What is crypto conservatism in this context?
It's no one thing, just a bunch of little things. On the surface, S1 feels like a pretty progressive and iconoclastic season; but a few things never sat right with me, and paired with Pizzolatto's cringey slandering of the fourth season (which, say what you want about it, he didn't come off well), it feels like a quietly conservative story. It's a really smart show, but not always for the reasons it wants to be.
For starters, I never liked the ending of S1. It's too rosy and nice, with Marty's family sitting around him and Rust being all like, "Looks like the light's winning." It's a happy ending that shouldn't be, and it relies on conservative narrative tropes (the world needs bad men to kill the worse men, our women don't understand the struggle we go through but in the end they'll forgive us, good will always triumph over evil, etc.).
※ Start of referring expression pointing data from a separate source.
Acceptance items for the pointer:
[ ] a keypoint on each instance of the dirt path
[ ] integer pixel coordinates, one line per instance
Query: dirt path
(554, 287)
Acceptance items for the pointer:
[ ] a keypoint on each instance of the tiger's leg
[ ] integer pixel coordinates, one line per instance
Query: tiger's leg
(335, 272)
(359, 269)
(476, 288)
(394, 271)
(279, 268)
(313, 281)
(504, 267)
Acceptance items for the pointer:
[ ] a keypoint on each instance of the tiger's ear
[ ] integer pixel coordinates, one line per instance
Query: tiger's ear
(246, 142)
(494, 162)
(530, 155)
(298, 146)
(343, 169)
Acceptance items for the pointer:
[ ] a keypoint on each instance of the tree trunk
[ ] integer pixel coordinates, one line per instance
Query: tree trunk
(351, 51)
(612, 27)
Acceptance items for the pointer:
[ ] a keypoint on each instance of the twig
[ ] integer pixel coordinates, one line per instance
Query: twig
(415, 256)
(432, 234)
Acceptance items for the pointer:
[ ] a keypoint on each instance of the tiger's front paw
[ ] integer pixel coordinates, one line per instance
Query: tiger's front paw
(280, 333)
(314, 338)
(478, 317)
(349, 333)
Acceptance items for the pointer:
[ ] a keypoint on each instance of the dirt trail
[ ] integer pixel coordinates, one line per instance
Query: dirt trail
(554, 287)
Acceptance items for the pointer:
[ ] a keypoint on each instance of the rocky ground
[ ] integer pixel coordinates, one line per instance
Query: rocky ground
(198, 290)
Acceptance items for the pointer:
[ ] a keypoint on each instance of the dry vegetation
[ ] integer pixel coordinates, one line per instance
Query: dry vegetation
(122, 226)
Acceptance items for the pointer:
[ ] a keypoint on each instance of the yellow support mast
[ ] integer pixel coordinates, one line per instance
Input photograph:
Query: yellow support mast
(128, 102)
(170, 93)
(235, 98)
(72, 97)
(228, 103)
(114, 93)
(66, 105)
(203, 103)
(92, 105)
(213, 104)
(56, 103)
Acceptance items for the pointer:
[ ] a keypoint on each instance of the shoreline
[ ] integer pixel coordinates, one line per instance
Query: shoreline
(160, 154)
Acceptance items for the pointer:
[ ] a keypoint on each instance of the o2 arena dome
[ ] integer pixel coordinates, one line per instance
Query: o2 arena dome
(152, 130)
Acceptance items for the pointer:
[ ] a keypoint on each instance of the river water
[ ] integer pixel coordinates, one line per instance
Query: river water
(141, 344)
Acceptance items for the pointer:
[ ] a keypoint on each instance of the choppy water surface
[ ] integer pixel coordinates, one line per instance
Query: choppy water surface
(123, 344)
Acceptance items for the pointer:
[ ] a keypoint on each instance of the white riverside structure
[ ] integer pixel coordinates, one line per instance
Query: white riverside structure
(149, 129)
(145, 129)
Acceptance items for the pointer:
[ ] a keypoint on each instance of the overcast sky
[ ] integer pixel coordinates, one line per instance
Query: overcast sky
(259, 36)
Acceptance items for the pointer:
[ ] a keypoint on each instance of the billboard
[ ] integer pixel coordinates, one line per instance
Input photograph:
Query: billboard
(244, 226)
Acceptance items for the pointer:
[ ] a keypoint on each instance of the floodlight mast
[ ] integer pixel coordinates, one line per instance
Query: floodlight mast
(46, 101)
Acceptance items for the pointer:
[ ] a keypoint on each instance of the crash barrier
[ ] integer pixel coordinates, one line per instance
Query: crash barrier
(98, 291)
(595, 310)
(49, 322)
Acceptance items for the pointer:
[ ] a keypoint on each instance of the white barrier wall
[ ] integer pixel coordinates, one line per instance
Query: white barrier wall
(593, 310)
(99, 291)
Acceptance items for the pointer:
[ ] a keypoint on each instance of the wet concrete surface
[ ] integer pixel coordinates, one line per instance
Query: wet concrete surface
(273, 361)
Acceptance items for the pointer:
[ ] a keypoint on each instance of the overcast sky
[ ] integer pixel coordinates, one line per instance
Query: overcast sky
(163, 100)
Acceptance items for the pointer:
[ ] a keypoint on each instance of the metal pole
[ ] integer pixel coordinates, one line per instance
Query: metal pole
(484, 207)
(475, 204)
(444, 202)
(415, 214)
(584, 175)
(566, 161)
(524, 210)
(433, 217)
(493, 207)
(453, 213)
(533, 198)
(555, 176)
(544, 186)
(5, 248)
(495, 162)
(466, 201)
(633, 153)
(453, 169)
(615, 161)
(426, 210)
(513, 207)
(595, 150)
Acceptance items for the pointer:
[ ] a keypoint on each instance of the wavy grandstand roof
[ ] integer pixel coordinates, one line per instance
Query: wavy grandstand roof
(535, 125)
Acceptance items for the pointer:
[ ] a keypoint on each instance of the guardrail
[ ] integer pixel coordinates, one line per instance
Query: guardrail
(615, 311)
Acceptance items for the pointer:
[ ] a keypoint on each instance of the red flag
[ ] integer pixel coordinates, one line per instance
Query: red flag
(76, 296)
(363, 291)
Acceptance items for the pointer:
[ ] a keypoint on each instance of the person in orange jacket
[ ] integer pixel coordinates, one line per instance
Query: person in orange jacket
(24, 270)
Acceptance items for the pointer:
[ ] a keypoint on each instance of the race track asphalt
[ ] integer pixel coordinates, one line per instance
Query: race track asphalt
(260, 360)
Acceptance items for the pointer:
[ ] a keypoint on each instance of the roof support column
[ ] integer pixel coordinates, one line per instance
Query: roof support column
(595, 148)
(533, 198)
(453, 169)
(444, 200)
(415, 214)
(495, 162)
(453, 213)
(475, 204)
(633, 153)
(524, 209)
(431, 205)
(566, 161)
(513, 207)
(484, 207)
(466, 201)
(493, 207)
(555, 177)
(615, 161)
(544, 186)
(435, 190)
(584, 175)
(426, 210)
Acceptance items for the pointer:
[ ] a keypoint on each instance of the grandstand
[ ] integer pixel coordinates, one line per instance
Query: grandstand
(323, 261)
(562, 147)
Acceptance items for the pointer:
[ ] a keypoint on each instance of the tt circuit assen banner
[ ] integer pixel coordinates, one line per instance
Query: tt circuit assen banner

I can't know how much of this was Pizzolatto and how much was his producers, but given HBO's proclivity for bleak or ambiguous endings elsewhere (
Sopranos being possibly their most successful case in point), I feel as though it's probably his style coming through. And I know this is a tired cliche, but Marty's redemptive arc with his family always feels unearned and too sweet. It's a nice fantasy, but it's just that--a fantasy. Misogynistic, overly possessive dude regains his wife's and daughters' affection not by actually trying with them or working through his problems but by performing some heroic act.
I really like that final episode, but I do not like the last five minutes of it. At least one of them should have died in that fortress, and Marty didn't deserve his family's affection simply because he almost died. The ending yearns too much to reclaim familial wholeness and cosmic justice.